Book Title: Good Omens
Author: Neil Gaiman and Terry Pratchett (authors), performed by Martin Jarvis
Style: Chapter book
Target Audience: Adult
Genres: Fiction, Fantasy
Page Count: 400
Format: Audiobook (library)
Reading time: 12.5 hours
Date Finished: 1/15/17
My impressions: It’s been about 10 years since I first tried to read Good Omens, a book I never finished for no particularly good reason (despite making it through the first quarter of the novel twice). For that reason, I decided it was time to ensure I got through the entire thing, and I did so by listening to the audiobook edition performed by Martin Jarvis, who does such a great job with the characters and the tone of the story that I’m sorry it ever had to end.
The premise of Good Omens provides a parody of apocalyptic stories, especially the film The Omen. And yet, it’s much, much more than just a parody; it’s a story that has something to say about a lot of things, and it’s such an outstanding collaboration between Neil Gaiman and Terry Pratchett (two of the finest authors of my lifetime) that it manages to rise above its sillier elements and offer some strong, emotional moments to justify all of the absurdity.
The character on the cover is Crowley, a demon who began his career in the Garden of Eden as that wily serpent who tempted Eve and who has since found himself enjoying living among the humans and finding interesting ways to make life less efficient and more tedious for everyone, much to the chagrin of his old-fashioned fellow devils who prefer the old ways of corrupting good men one soul at a time. Crowley has a long-time friend in Aziraphale, a prissy angel who has become enamored with collecting rare books and who isn’t particularly devoted to the cause of singing celestial music and spending all his time in pious obedience. Not that he’d ever disobey what he was supposed to do, of course – Aziraphale isn’t imbued with the free will humans have to go against his Creator. But at the same time, he’s got an awful lot of time as an eternal being to maintain his hobbies so long as he doesn’t go seeking orders he’s got to obey in the first place.
Crowley and Aziraphale are both present for the beginning of the end – the birth of the antichrist. But a mix-up among an order of Satanic nuns leads to the antichrist being handed off to the wrong family, and instead of being raised as the American boy named “Warlock” whom the demonic armies are grooming for world domination, the antichrist is instead raised as an English country boy named Adam Young, who’s oblivious to his infernal powers and spends all of his time with his gang of misfit friends known collectively as “Them.” But as Adam turns 11 and the forces of good and evil prepare for the coming apocalypse, his powers begin to manifest, and the world begins to slide out of control as Adam starts to realize who he truly is.
This setup is really good, and if it were just those characters, the book would be half the size it is and I probably would have found it much more readable in my previous attempts.
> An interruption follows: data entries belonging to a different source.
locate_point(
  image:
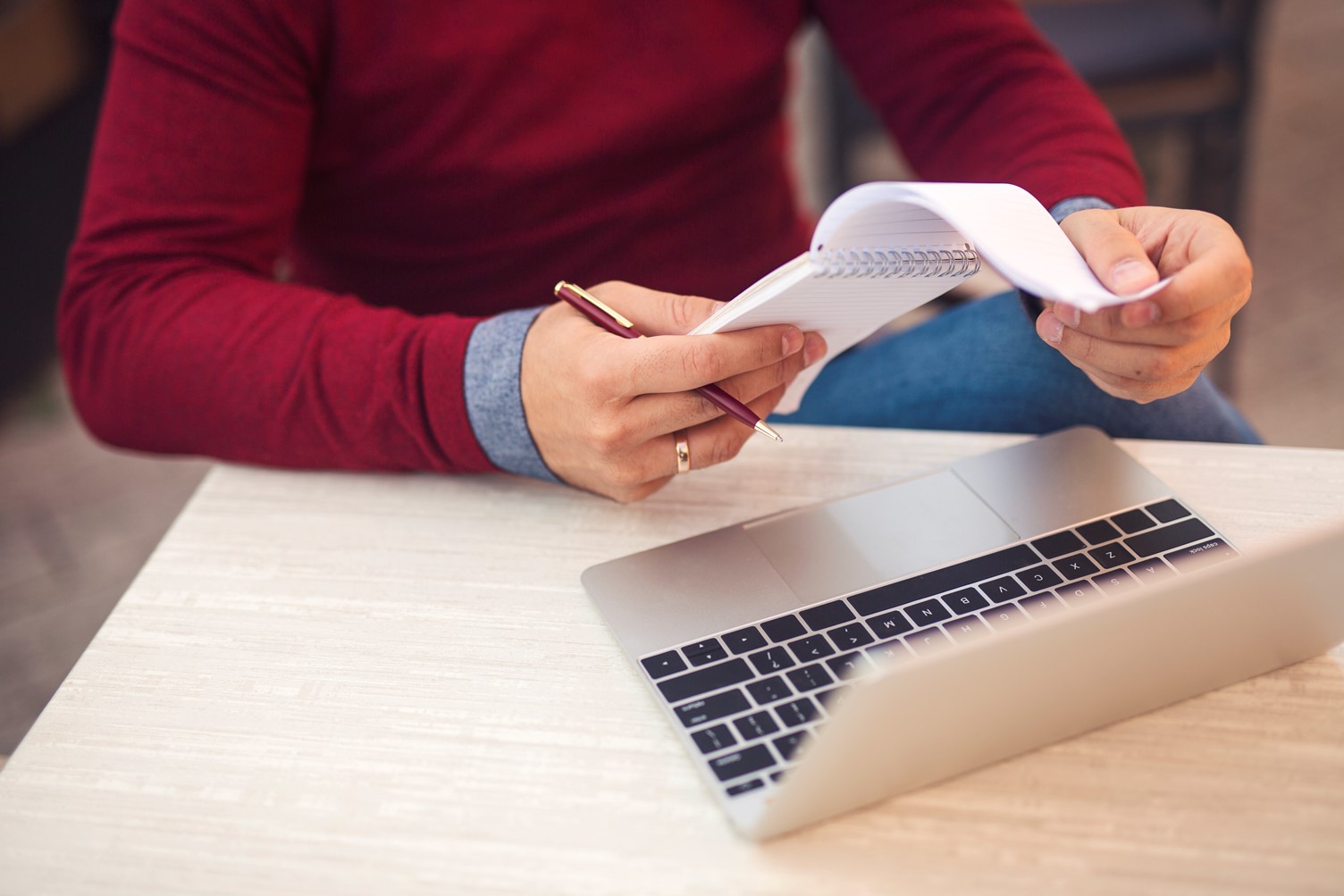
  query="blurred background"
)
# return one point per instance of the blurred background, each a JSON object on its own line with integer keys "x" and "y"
{"x": 1231, "y": 105}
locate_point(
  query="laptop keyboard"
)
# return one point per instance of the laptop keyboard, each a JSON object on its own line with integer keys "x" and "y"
{"x": 749, "y": 698}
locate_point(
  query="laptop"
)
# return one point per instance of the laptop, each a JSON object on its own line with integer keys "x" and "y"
{"x": 824, "y": 658}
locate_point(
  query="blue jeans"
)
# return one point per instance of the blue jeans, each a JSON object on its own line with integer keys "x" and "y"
{"x": 981, "y": 367}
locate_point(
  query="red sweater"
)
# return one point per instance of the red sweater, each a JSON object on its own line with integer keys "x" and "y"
{"x": 421, "y": 164}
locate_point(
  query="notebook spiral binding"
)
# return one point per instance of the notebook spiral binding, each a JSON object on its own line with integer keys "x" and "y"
{"x": 896, "y": 262}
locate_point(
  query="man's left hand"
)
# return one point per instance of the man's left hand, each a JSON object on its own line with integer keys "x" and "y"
{"x": 1157, "y": 346}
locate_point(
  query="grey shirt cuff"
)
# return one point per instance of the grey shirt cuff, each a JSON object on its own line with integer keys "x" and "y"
{"x": 1066, "y": 207}
{"x": 492, "y": 391}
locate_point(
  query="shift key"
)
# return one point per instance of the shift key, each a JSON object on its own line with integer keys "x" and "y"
{"x": 1168, "y": 538}
{"x": 706, "y": 680}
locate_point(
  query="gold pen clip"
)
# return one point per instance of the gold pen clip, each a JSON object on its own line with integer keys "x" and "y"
{"x": 617, "y": 316}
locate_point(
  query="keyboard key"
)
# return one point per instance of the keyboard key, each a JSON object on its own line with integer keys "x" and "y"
{"x": 720, "y": 704}
{"x": 1098, "y": 532}
{"x": 928, "y": 641}
{"x": 1040, "y": 605}
{"x": 712, "y": 739}
{"x": 1039, "y": 578}
{"x": 772, "y": 660}
{"x": 1132, "y": 522}
{"x": 1004, "y": 589}
{"x": 1078, "y": 592}
{"x": 744, "y": 787}
{"x": 742, "y": 762}
{"x": 1167, "y": 511}
{"x": 929, "y": 611}
{"x": 769, "y": 690}
{"x": 789, "y": 743}
{"x": 834, "y": 698}
{"x": 1058, "y": 544}
{"x": 890, "y": 624}
{"x": 810, "y": 677}
{"x": 827, "y": 615}
{"x": 1168, "y": 538}
{"x": 811, "y": 648}
{"x": 949, "y": 578}
{"x": 1075, "y": 567}
{"x": 664, "y": 664}
{"x": 704, "y": 680}
{"x": 851, "y": 636}
{"x": 796, "y": 712}
{"x": 1005, "y": 615}
{"x": 848, "y": 666}
{"x": 743, "y": 640}
{"x": 1151, "y": 570}
{"x": 759, "y": 724}
{"x": 965, "y": 600}
{"x": 784, "y": 628}
{"x": 704, "y": 652}
{"x": 891, "y": 652}
{"x": 1202, "y": 555}
{"x": 967, "y": 629}
{"x": 1116, "y": 582}
{"x": 1111, "y": 557}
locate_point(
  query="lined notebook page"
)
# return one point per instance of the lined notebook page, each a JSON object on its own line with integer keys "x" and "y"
{"x": 1005, "y": 223}
{"x": 1002, "y": 222}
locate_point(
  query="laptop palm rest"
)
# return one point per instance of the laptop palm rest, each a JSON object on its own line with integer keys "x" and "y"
{"x": 878, "y": 536}
{"x": 743, "y": 574}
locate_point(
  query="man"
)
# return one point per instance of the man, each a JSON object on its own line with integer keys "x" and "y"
{"x": 426, "y": 171}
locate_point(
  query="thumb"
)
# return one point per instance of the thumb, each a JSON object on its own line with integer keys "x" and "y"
{"x": 1111, "y": 250}
{"x": 656, "y": 314}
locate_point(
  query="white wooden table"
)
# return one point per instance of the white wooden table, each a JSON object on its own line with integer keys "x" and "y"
{"x": 354, "y": 684}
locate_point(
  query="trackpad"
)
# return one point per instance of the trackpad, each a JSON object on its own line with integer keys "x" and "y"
{"x": 869, "y": 539}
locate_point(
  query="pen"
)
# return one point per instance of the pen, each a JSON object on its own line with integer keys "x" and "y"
{"x": 613, "y": 322}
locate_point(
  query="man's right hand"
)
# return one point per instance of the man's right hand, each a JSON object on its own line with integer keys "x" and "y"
{"x": 602, "y": 408}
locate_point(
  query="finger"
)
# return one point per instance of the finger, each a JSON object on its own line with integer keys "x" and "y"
{"x": 1111, "y": 250}
{"x": 656, "y": 314}
{"x": 682, "y": 363}
{"x": 1138, "y": 363}
{"x": 1218, "y": 273}
{"x": 710, "y": 443}
{"x": 1109, "y": 324}
{"x": 680, "y": 410}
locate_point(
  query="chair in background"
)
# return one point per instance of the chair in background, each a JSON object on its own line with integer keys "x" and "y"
{"x": 1176, "y": 74}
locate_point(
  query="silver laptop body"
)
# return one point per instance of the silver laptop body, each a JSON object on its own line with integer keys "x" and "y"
{"x": 829, "y": 657}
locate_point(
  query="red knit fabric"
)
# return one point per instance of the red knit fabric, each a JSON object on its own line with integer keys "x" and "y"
{"x": 418, "y": 165}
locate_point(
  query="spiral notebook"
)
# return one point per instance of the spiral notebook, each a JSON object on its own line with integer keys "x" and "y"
{"x": 883, "y": 248}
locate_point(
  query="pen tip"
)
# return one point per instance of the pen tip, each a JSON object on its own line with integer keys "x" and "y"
{"x": 768, "y": 430}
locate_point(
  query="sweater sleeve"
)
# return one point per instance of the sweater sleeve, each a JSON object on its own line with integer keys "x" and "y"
{"x": 972, "y": 92}
{"x": 175, "y": 333}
Where Good Omens proved formidable to me in the past as a time-crunched reader was in how it meanders into telling detailed stories about other characters, such as the mysterious Anathema Device, who’s devoted to a book called “The Nice and Accurate Prophecies of Agnes Nutter, Witch.” There’s also a witch hunter sergeant and his latest recruit, a part-time prostitute who moonlights as a medium and fortune teller, the four horsemen of the apocalypse (who become a literal group of “Hell’s Angels”) and several other characters who are richly introduced and contribute greatly to the story’s humor and memorable moments, though rarely in a manner that races to move the plot forward.
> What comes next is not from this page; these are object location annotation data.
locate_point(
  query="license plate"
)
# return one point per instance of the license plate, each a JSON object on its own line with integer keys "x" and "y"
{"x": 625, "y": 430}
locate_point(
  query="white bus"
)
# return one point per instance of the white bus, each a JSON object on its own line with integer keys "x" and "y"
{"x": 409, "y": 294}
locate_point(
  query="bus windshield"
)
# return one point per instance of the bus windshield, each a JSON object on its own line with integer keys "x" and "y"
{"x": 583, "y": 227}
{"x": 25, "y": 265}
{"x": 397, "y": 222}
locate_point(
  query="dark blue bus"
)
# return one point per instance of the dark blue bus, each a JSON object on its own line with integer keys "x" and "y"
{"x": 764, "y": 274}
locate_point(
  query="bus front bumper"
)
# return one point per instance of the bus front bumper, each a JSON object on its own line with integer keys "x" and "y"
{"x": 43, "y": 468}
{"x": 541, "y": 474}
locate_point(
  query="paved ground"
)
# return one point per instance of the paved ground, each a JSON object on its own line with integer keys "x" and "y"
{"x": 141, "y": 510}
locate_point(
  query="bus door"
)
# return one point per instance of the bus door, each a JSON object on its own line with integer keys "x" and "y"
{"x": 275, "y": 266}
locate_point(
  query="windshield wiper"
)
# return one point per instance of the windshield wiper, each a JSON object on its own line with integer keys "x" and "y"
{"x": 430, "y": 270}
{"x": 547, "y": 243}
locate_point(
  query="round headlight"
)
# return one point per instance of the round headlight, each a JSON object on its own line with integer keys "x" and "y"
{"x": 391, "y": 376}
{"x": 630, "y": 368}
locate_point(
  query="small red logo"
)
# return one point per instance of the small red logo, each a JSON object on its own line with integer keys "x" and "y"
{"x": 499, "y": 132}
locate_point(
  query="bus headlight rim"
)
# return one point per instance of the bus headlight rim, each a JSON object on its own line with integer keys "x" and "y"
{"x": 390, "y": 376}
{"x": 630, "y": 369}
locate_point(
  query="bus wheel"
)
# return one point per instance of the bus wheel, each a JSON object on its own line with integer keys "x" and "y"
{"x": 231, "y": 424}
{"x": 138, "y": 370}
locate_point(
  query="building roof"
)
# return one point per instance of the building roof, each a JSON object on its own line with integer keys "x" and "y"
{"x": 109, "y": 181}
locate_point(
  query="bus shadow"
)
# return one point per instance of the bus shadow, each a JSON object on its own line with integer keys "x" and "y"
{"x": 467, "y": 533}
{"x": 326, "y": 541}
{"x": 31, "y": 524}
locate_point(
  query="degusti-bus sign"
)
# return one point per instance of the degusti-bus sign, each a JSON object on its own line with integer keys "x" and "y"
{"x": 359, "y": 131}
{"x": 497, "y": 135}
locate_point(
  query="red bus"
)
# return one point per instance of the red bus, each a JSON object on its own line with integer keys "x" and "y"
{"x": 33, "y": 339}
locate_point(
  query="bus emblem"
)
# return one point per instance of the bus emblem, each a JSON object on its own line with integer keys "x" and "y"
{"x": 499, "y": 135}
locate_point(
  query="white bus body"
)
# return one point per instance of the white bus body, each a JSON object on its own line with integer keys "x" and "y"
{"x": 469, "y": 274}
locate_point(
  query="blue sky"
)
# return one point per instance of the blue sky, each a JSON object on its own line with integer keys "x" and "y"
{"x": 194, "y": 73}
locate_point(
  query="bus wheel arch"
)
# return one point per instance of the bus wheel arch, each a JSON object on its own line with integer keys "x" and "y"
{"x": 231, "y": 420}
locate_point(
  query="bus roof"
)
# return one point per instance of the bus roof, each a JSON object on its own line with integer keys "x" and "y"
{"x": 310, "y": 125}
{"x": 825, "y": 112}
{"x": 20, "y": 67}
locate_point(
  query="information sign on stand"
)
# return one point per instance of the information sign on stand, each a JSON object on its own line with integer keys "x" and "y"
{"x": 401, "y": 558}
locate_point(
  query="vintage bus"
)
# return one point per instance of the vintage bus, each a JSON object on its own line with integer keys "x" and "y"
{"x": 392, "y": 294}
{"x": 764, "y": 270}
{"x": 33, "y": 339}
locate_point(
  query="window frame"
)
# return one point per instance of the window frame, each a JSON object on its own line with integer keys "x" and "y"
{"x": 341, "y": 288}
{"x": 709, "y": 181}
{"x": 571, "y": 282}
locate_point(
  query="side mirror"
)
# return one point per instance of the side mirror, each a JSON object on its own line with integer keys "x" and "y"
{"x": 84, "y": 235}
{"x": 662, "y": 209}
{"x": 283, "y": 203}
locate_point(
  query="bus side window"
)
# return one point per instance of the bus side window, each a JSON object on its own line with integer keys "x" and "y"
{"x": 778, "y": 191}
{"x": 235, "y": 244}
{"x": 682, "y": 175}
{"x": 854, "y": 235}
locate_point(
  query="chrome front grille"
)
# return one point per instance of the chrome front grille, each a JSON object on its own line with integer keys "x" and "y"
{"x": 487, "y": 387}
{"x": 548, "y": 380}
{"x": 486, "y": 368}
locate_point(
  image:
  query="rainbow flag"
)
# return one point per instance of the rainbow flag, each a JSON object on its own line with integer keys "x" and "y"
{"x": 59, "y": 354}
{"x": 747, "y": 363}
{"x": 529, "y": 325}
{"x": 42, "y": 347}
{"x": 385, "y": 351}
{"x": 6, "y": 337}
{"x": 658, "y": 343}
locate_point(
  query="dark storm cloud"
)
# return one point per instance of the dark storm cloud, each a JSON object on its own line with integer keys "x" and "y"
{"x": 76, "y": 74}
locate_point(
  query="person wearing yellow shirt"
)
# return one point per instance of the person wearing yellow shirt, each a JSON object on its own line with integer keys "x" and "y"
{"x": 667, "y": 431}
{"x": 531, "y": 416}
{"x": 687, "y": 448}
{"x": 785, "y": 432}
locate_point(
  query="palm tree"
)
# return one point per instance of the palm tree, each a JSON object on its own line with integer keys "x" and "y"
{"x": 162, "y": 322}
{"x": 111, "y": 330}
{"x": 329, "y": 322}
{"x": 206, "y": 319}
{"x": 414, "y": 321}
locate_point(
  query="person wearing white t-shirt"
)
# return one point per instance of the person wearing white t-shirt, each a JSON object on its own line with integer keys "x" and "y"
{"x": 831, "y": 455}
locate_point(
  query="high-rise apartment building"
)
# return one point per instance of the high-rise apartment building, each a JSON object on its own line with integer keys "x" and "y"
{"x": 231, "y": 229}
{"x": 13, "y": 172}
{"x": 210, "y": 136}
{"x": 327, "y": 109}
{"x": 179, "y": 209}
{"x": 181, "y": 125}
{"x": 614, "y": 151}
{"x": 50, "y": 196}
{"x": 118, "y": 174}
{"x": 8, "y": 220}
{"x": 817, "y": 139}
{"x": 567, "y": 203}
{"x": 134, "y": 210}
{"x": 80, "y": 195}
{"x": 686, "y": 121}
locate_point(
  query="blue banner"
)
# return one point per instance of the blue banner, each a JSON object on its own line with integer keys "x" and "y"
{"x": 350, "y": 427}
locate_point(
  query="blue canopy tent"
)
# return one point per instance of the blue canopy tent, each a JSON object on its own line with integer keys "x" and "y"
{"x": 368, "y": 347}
And this is where I’m glad I chose the audiobook this time around, because it kept pushing me forward, allowing me time to savor some of the best writing while keeping me from getting bogged down in the moments I found less exciting. The reader is so good at giving each character distinctive voices and accents that they become much more accessible, and I was even impressed how the story’s numerous, humorous footnotes were worked in to great effect despite interrupting the narrative.
In the end, I’m also not sure why I struggled so much to actually read this story. It’s incredibly well-written and has some truly funny sequences on par with anything else I’ve read from Terry Pratchett (who’s known for his humor), and it has the strong, interesting characters and dreamlike surrealism Neil Gaiman is often associated with. Having now finished it, I cannot think of anything I disliked about it, and any faults I once found in its pacing or its characters were, I recognize, my own. (It’s nice to know I’ve grown since then!)
And another thought occurred to me as I was listening today – stripped of some of the more absurd elements, this story is really very much in the vein of the show Stranger Things, introducing a group of children who realize one of their friends is developing godlike powers as the oblivious or crazy adults around them try to put the pieces of the puzzle together. The kids gradually realize some degree of what’s happening and rush to save the world, creating their own weapons to battle demonic forces and standing strong against the apocalypse. If someone were to adapt this novel that way, leaving just Crowley and Aziraphale in as comic relief, paring down some of the side characters and allowing the story to play out in the style of a 1980s film, it’d be an amazing experience.
But as a book that does contain those absurd elements? Yeah, it’s still good. Great, in fact! I’d recommend it to anyone who isn’t turned off by the suggestion that even the son of Satan can turn out to be the one who saves the world from darkness if he’s able to strike the right balance between good and evil.